待合室には机がどの位置からでもTVが見れるようにコの字に並べられている。
真ん中には炊飯器とみそ汁の入った鍋とおかずが置かれている。
「今日は唐揚げにしました」
智子が机の真ん中に皿を置く。
「醤油ベースと塩ベースとたくさん作ったからたくさんお食べ」
志帆も料理を並べながら言う。
「やった~!!智子さんの唐揚げ大好きッス」
大和が声を上げる。
「食べ過ぎないでよ?」
陽菜が大和を見る。
「善処します」
大和はすぐに返す。
「食べ過ぎる前提の返事じゃん」
陽菜がそのまま返す。
全員は笑いながら食事をとる。
「さて、みんな揃ったし……ご飯食べながら見ようか」
真人が声をかける。
直樹がTVを付ける。
リモコンを操作して、厚生労働省が作成した診療報酬改定の概要(歯科)の動画を視聴する。

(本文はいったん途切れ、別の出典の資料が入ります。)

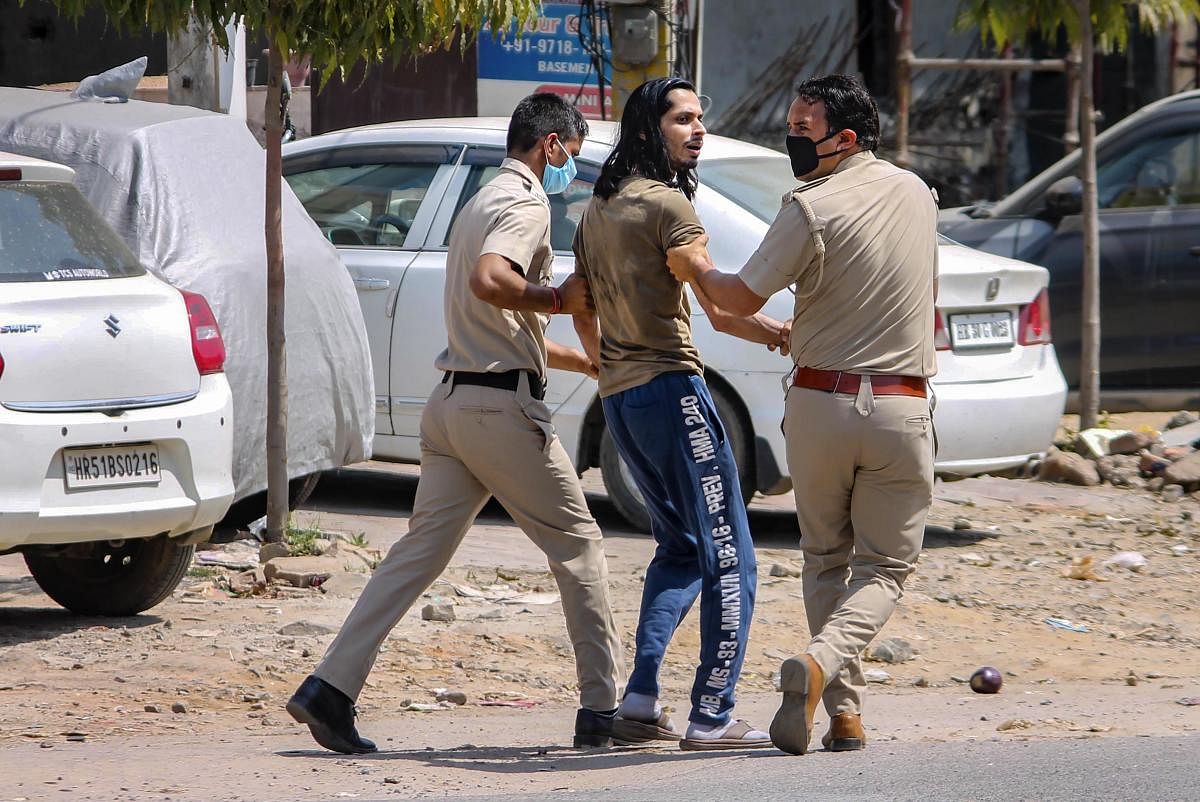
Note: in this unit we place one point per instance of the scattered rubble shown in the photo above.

画面が切り替わり、ゆっくりと聞き取りやすい女性の声で動画の説明がスタートする。
最初は動画の内容の説明。
診療報酬改定率。
改定内容のポイント。
順番に説明している。
最初は食べながら聞いていたが、いつのまにか手を止めて画面をみている。
「歯科外来物価対応料……」
真人が画面を見ながら呟く。
「ベースアップ評価料は別動画やって」
志帆が画面を見ながら言う。
「う~ん……。とりあえず今日は歯科の概要だけにしようか」
真人が返す。
「………ベースアップの対象職種……40歳未満の歯科医師と事務職員……ですか」
直樹が画面を見ながら言う。
「経営者は除くから真人さんはなしやね」
志帆が返す。
「僕と志帆さん以外が対象ってことかな?」
真人は腕を組み考える。
動画の説明だけを聞くならそうなのだろうとも思われる。
「う~ん……今年の3月までに現行のベースアップの届け出出している所は、かなり点数アップみたいですね」
大地が画面を見ながら言う。
「うちは……ちょっとそこまでまだ考えられてないから……ごめんね」
真人が言う。
「歯科技工所ベースアップ支援料………」
あすかが画面を見ながら呟く。
歯科技工所に補綴物の制作を委託しているから届け出は出せる。
「もし、出すのであればそこら辺の事務処理は任せてください」
直樹が言う。
「………う~ん。その前に技工所がないね」
真人が返す。
「ベースアップとかそこらへんは院長に任せるっす」
大和は口をもごもごさせながらいう。
「あんた………よく食べながらみれるわね。ちゃんと聞いてるの?」
陽菜が大和を見る。
「聞いてますよ~……。からあげうま~。あとこの油揚げの味噌汁もうま~」
大和は口をもごもごさせながら答える。
陽菜はあきれてため息をつく。
真人は苦笑しながら続きをきく。